Rolfe smiled grimly as Aedion halted, the weight of his armor like a thousand stones. Overhead, Crochans and Ironteeth flew slowly back across the city walls, red capes drooping over brooms, leathery wings beating irregularly. Aedion watched the sky until he saw the riderless wyvern he looked for every day, every night.

Spotting him, too, Lysandra banked and began a slow, pained descent toward the city wall.

So many dead. More and more each day. Those lost lives weighed his every step. Nothing he could do would ever make it right—not really.

“The archers are out,” Aedion said to Rolfe by way of greeting as Lysandra drew closer, blood both her own and from others on her wings, her chest. “No more arrows.”

Rolfe jerked his chin toward the Mycenian warrior still setting off her firelance in sputtering fits and bursts.

Lysandra landed, shifting in a flash, and was instantly at Aedion’s side, tucked under his shield arm. A soft, swift kiss was their only greeting. The only thing he looked forward to every night.

Sometimes, once they’d been bandaged and eaten something, he’d manage to get more than that. Often, they didn’t bother to wash up before finding a shadowed alcove. Then it was nothing but her, the sheer perfection of her, the small sounds she made when he licked up her throat, when his hands slowly, so slowly, explored each inch of her. Letting her set the pace, show him and tell him how far she wished to go. But not that final joining, not yet.

Something for them both to live for—that was their unspoken vow.

She reeked of Valg blood, but Aedion still pressed another kiss to Lysandra’s temple before he looked back at Rolfe. The Pirate Lord smiled grimly.

Well aware that these would likely be their final days. Hours.

The Mycenian warrior aimed her firelance again, and the lingering Valg tumbled away into the darkness, little more than melted bones and fluttering cloth.

“That’s the last of it,” Rolfe said quietly.

It took Aedion a heartbeat to realize he didn’t mean the final soldier of the evening.

The Mycenian warrior set down her firelance with a heavy, metallic thud.

“The firelances are done,” Rolfe said.

Darkness fell over Orynth, so thick even the flames of the castle shriveled.

On the castle battlements, Darrow silent at her side, Evangeline watched the trudging lines of soldiers come in from the walls, from the skies.

Bone drums began to beat.

A heartbeat, as if the enemy army on the plain were one massive, rising beast now readying to devour them.

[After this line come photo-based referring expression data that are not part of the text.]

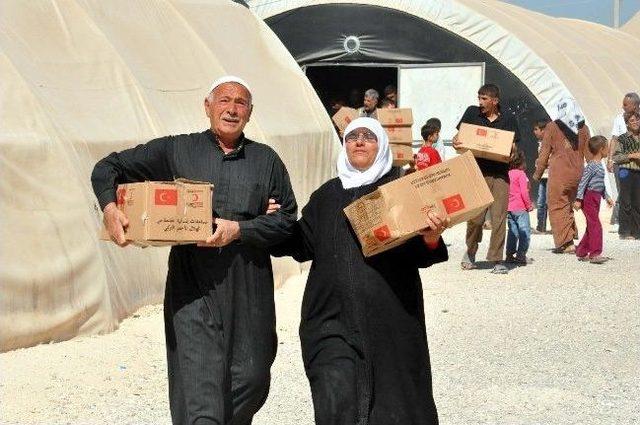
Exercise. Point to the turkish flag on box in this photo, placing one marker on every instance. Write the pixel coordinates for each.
(166, 197)
(486, 142)
(166, 213)
(395, 212)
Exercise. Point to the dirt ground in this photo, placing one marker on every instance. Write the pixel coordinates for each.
(555, 342)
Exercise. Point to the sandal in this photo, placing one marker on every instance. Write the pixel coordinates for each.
(468, 266)
(500, 269)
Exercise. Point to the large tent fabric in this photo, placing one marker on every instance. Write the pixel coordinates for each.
(633, 26)
(82, 78)
(553, 57)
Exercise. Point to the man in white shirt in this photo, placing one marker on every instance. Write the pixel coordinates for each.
(630, 103)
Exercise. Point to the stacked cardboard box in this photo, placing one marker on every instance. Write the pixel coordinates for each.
(343, 117)
(396, 211)
(166, 213)
(397, 123)
(486, 142)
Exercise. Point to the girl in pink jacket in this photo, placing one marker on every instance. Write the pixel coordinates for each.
(520, 204)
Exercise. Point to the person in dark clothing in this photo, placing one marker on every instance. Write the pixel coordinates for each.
(627, 157)
(362, 330)
(218, 308)
(496, 174)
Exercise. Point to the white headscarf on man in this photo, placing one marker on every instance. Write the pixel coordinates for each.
(352, 177)
(568, 111)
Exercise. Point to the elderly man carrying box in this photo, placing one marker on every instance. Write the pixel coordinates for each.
(219, 309)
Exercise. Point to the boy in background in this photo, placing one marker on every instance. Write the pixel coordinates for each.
(591, 190)
(428, 155)
(541, 201)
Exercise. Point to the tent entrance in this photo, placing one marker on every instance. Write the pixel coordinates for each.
(347, 83)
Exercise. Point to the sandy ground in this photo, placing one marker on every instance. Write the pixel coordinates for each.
(555, 342)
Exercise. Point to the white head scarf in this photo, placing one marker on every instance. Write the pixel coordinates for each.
(352, 177)
(229, 79)
(569, 112)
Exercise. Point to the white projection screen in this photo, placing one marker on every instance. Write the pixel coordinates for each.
(443, 91)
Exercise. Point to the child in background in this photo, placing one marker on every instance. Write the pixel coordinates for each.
(591, 190)
(520, 204)
(428, 155)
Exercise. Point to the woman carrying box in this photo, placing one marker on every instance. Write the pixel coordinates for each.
(362, 331)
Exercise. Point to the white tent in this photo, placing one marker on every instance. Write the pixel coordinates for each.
(82, 78)
(553, 57)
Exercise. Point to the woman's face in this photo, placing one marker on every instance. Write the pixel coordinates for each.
(633, 124)
(362, 147)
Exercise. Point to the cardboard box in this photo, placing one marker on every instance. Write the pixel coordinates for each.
(344, 116)
(486, 142)
(402, 154)
(396, 211)
(395, 116)
(166, 213)
(399, 135)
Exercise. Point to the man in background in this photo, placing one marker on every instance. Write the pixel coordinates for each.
(371, 98)
(496, 175)
(541, 201)
(630, 103)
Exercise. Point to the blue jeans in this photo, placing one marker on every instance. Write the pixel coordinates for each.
(519, 233)
(541, 205)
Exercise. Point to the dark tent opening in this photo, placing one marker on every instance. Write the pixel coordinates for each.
(348, 83)
(354, 34)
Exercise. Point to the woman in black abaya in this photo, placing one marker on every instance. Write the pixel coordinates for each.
(362, 329)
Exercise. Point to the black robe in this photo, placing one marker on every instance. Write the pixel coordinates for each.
(362, 328)
(219, 308)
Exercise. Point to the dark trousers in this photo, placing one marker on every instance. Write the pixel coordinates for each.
(616, 208)
(591, 243)
(519, 234)
(499, 188)
(629, 200)
(221, 343)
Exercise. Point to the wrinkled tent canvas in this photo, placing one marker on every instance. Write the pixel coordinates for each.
(552, 57)
(81, 79)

Most days, they only beat from sunup to sundown, the noise blocked out by the din of battle. That they had started it anew as the sun vanished … Her stomach churned.

“Tomorrow,” Lord Sloane murmured from where he stood beside Darrow. “Or the day after. It will be done then.”

Not victory. Evangeline knew that now.

Darrow said nothing, and Lord Sloane clapped him on the shoulder before heading inside.

“What happens at the end?” Evangeline dared ask Darrow.

The old man gazed across the city, the battlefield full of such terrible darkness.

“Either we surrender,” he said, voice hoarse, “and Erawan makes slaves of us all, or we fight until we’re all carrion.”

Such stark, harsh words. Yet she liked that about him—that he did not soften anything for her. “Who shall decide what we do?”

His gray eyes scanned her face. “It would fall upon us, the Lords of Terrasen.”

Evangeline nodded. Enemy campfires flickered to life, their flames seeming to echo the beat of their bone drums.

“What would you decide?” Darrow’s question was quiet, tentative.

She considered it. No one had ever asked her such a thing.

“I should have very much liked to live at Caraverre,” Evangeline admitted. She knew he did not recognize it, but it didn’t matter now, did it? “Murtaugh showed me the land—the rivers and mountains right nearby, the forests and hills.” An ache throbbed in her chest. “I saw the gardens by the house, and I would have liked to have seen them in spring.” Her throat tightened. “I would have liked for that to have been my home. For this … for all of Terrasen to have been my home.”